Facebook’s Volatile Year in One Giant Chart
View the high resolution version of today’s graphic by clicking here.
Facebook has found itself in the headlines a lot in 2018, but not for reasons investors are likely to be excited about.
The tech giant battled privacy scandals, policy changes, and dwindling user engagement throughout the year, and in July the company made history with an overnight drop of $119 billion in market capitalization – the single largest drop in U.S. history.
We did today’s chart in conjunction with Extraordinary Future 2018, a tech conference featuring Cambridge Analytica whistleblower Christopher Wylie as a speaker on Sep 19-20 in Vancouver, BC, to show Facebook’s volatile year in perspective.
Here is a recap of some of the more major events that prompted volatility so far in 2018:
Zuckerberg Sells Shares
Facebook CEO Mark Zuckerberg drew attention in September 2017 when he announced plans to systematically sell off up to $12 billion in stock – nearly 50% of his personal stake.
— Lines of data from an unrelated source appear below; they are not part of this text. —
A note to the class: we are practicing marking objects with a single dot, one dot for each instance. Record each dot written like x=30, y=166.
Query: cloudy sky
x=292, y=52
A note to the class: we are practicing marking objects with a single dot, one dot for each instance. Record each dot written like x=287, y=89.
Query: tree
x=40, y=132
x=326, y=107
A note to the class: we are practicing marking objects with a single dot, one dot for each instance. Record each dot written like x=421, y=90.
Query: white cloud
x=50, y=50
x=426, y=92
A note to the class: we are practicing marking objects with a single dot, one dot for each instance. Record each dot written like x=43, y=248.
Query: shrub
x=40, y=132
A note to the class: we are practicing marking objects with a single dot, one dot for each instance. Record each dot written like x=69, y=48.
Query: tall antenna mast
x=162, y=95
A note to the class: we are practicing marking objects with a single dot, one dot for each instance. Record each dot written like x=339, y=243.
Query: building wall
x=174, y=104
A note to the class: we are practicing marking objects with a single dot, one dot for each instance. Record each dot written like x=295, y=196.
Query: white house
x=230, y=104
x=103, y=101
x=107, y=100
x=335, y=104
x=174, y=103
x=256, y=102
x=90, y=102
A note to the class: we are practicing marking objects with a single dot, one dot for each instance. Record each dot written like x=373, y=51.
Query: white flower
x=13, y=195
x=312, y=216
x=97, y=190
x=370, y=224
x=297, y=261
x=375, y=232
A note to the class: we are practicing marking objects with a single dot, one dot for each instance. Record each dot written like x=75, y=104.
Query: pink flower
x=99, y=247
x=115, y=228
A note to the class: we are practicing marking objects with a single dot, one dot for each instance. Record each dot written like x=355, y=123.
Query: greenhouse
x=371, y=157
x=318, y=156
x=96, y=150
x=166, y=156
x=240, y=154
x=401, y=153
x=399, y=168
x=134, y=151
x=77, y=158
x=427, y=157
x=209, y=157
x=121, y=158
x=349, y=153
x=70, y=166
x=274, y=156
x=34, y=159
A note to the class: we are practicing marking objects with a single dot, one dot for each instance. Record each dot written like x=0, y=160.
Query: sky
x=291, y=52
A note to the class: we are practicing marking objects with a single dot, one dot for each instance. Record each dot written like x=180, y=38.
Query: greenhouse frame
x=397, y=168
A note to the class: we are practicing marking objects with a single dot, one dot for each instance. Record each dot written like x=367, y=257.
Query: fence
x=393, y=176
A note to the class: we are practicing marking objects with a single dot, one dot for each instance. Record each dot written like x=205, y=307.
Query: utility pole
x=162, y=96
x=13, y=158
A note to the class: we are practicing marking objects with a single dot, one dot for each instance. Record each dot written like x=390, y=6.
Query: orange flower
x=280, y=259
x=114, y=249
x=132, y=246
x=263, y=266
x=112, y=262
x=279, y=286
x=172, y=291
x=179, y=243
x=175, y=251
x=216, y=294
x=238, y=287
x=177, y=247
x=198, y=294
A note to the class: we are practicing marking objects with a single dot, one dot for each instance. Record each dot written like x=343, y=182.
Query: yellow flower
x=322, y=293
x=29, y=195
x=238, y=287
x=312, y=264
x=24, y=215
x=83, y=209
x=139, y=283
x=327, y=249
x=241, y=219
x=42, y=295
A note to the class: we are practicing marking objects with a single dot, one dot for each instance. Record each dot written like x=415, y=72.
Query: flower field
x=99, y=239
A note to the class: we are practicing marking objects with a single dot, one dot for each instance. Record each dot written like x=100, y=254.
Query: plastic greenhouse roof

It’s all part of a plan to transfer the bulk of his stake to the Chan-Zuckerberg Initiative. Zuckerberg and his wife Priscilla Chan founded the philanthropic company at the end of 2015 with the stated focus of “personalized learning, curing disease, connecting people and building strong communities.”
Zuckerberg started unloading stock with an initial sale of 1.14 million shares in February 2018 – the biggest insider sale of shares of any public company in the preceding three months. While analysts didn’t see any red flags for the sale at the time, the volume came when the share price needed all the stability it could get.
Facebook’s Privacy Scandal
On March 16, The Guardian and The New York Times published joint exposés reporting that 50 million Facebook user profiles were harvested by Cambridge Analytica without user knowledge. Later estimates pegged that number at closer to 87 million profiles.
Facebook soon found itself the focus of an investigation from the Federal Trade Commission, and published full-page ads in British and American newspapers to apologize for a “breach of trust”. As Facebook scrambled to regain user trust, share values dropped by 17.8% over the 10 days after the scandal broke.
In April, Zuckerberg appeared before Senate to answer tough questions about Facebook’s privacy policies. The CEO’s testimony restored some faith in the stock, and it gained some traction over the next three months, but the damage was already done.
Facebook’s History-Making Stock Drop
Facebook posted disappointing Q2 results on July 24, attributing their sluggish quarter to dropping user numbers and continued privacy challenges driven by General Data Protection Regulation (GDPR) deadlines.
The report triggered an overnight stock drop of 19% – the single biggest one-day value loss ($119 billion) in U.S. stock market history.
As a result of the rout, Zuckerberg’s personal fortune dropped by nearly $16 billion, an amount that exceeds the total market cap of companies like Dropbox or Snapchat.
Where to from here?
Is this the end for Facebook? The halo may have slipped from the social media golden child, but the company may not be in danger quite yet.
The company’s namesake social network is not the only sandbox it plays in, and the company’s diversity is just the thing that might keep Facebook afloat amidst changing social media sentiment.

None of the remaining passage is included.